Jean Meyer
¡Oh, sorpresa!

No la da el Papa mediático, el pope star que atravesó el cielo de México como fugaz centella, sino el intelectual, el filósofo que habla a los intelectuales y a sus colegas filósofos en su encíclica Fides et ratio (Fe y razón). Firmado el 14 de septiembre de 1998, este texto de 108 párrafos y 100 páginas no ha sido comentado como sus mensajes contra el capitalismo salvaje y a favor de la justicia; no ha provocado polémicas como sus posiciones sobre las mujeres y el sacerdocio, la eutanasia y el aborto, el divorcio o el condón.

Sin embargo, una vez más Juan Pablo II nos asombra con un denso ensayo sobre la vida intelectual de nuestra época. Empieza con la exhortación ``conócete a ti mismo'', grabada en el dintel del templo de Delfos. Luego invita a reconocer ``el vínculo tan profundo que hay entre el conocimiento de la fe y el de la razón'', recordando la pregunta de Tertuliano: ``¿Qué tienen en común Atenas y Jerusalén, la Academia y la Iglesia?'' Ahí tenemos un papa muy alejado del antiintelectualismo tan común entre el clero. Llama, como los sacerdotes en la Iglesia, a poner fin a la separación entre la fe y la razón para luchar contra la ``filosofía de la nada'', como llama a las diversas formas del nihilismo contemporáneo.

Ciertamente, critica ``desviaciones y errores'' como el historicismo, el cientificismo y el pragmatismo. Escribe: ``Sin duda la filosofía moderna tiene el gran mérito de haber concentrado su atención en el hombre''; sin embargo, ``dejando de concentrar su investigación en el ser, ha concentrado su búsqueda en el conocimiento humano (...) ha preferido destacar sus límites y condicionamientos'', lo cual la ha llevado ``a perderse en las arenas movedizas de un escepticismo general''.

Reclama a los filósofos que se contentan con verdades parciales y provisorias, sin plantear más las preguntas radicales sobre el sentido y el fundamento último de la vida humana, personal y social.

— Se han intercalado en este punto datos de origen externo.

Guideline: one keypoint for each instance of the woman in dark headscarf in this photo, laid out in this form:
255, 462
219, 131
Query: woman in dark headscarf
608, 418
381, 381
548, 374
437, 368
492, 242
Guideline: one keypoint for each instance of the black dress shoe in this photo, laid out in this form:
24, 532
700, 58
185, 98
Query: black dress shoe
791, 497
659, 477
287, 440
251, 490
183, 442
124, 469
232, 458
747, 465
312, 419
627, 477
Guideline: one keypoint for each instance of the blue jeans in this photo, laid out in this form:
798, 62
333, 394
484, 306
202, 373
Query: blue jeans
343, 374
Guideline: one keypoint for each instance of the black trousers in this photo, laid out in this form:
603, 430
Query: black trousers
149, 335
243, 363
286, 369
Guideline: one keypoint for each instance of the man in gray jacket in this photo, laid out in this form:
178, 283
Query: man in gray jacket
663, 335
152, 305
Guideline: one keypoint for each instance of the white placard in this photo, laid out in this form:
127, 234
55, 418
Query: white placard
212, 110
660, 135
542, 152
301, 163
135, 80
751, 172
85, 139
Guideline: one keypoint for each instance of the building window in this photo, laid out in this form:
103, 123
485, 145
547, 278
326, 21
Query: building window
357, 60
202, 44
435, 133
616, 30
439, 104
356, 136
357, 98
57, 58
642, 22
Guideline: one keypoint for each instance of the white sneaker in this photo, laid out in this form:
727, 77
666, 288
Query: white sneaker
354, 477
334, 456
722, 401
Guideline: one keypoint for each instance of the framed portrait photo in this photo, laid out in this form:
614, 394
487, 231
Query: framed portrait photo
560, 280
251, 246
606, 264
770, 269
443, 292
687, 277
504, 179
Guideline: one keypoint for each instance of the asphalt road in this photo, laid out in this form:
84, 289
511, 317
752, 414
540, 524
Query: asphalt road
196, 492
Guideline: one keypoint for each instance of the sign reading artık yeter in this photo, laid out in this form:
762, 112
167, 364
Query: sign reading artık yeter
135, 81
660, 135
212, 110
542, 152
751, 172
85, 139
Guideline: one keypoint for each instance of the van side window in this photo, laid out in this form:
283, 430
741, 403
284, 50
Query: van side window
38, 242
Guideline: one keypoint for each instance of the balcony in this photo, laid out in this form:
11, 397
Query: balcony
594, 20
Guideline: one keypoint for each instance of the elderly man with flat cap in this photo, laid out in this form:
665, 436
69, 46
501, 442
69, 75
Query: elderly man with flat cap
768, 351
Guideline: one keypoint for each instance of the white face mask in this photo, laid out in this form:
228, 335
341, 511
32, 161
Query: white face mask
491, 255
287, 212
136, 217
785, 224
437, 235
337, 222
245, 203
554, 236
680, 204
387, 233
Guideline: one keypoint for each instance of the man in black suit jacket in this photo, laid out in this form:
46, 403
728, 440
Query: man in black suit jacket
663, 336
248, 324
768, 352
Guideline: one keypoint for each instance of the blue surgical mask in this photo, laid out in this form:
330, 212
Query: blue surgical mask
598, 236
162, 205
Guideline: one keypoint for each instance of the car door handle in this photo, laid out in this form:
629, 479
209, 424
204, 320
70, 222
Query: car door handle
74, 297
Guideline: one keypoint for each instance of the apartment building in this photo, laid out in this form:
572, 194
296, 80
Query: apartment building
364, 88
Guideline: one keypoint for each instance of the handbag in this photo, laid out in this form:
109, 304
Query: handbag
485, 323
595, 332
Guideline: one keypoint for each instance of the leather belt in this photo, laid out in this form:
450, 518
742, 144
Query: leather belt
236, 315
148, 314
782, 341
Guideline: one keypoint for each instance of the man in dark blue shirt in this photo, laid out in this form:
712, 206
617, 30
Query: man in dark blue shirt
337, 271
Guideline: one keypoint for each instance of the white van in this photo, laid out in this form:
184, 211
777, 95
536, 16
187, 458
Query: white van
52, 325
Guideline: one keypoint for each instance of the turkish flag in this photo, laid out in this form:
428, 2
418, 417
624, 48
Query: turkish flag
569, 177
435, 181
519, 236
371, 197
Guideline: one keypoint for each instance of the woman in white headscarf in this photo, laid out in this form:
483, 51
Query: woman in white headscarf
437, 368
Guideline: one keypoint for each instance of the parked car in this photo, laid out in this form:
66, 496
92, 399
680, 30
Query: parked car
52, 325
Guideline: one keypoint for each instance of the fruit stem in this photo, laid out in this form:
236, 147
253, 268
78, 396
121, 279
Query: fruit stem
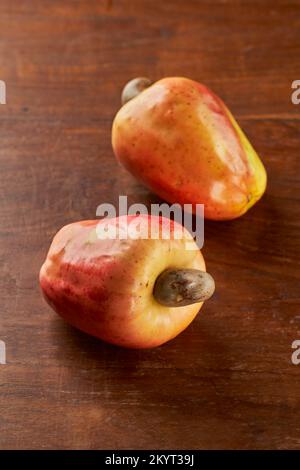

A los científicos les señala el peligro muy real de perder toda referencia ética y ceder a la lógica del mercado y a la tentación de un poder demiúrgico sobre la naturaleza y sobre el ser humano. En una palabra, invita a los filósofos y a los hombres de ciencia a pensar el mundo en lugar de ceder a la tentación del relativismo.

Este hombre que invoca muy seguido el argumento de autoridad (como pontífice), no lo hace en este texto y argumenta desde dentro de la filosofía. Afirma su confianza en la capacidad de la razón humana y, por lo mismo, en la filosofía. A los filósofos dice: ``No deben limitar su ambición; no pueden adoptar como metas únicas la certidumbre subjetiva y la utilidad práctica''. A los creyentes les recuerda: ``Es ilusorio pensar que la fe pueda tener una fuerza mayor frente a una razón debilitada; al contrario, cae en el peligro de ser reducida a un mito, a una superstición. Si no está pensada, la fe no es nada''.

Una sorpresa más: ``La Iglesia no propone su propia filosofía ni canoniza a alguna filosofía particular en detrimento de las otras''. Cita a Pascal, Kierkegaard y Newman; Husserl y Stein se leen entre líneas. Juan Pablo II prefiere la duda religiosa a la duda generalizada sobre el sentido de la vida. Mantiene el espíritu interrogativo contra el dogmatismo del pesimismo y del optimismo.

Si los obispos leen la carta del Papa deberán fortalecer o restablecer el estudio de la filosofía en los seminarios. Esa decimotercera encíclica revela que el Papa tiene una sólida formación filosófica y que conoce las filosofías modernas. El editorialista de The New York Times, periódico que dedicó una plana entera a Fe y razón, concluye (21/10/98): ``Quizás no convertirá a los nihilistas, pero promete que, aunque la razón no conduzca siempre a la creencia, una persona que razone como un científico o un filósofo bien puede ser creyente''.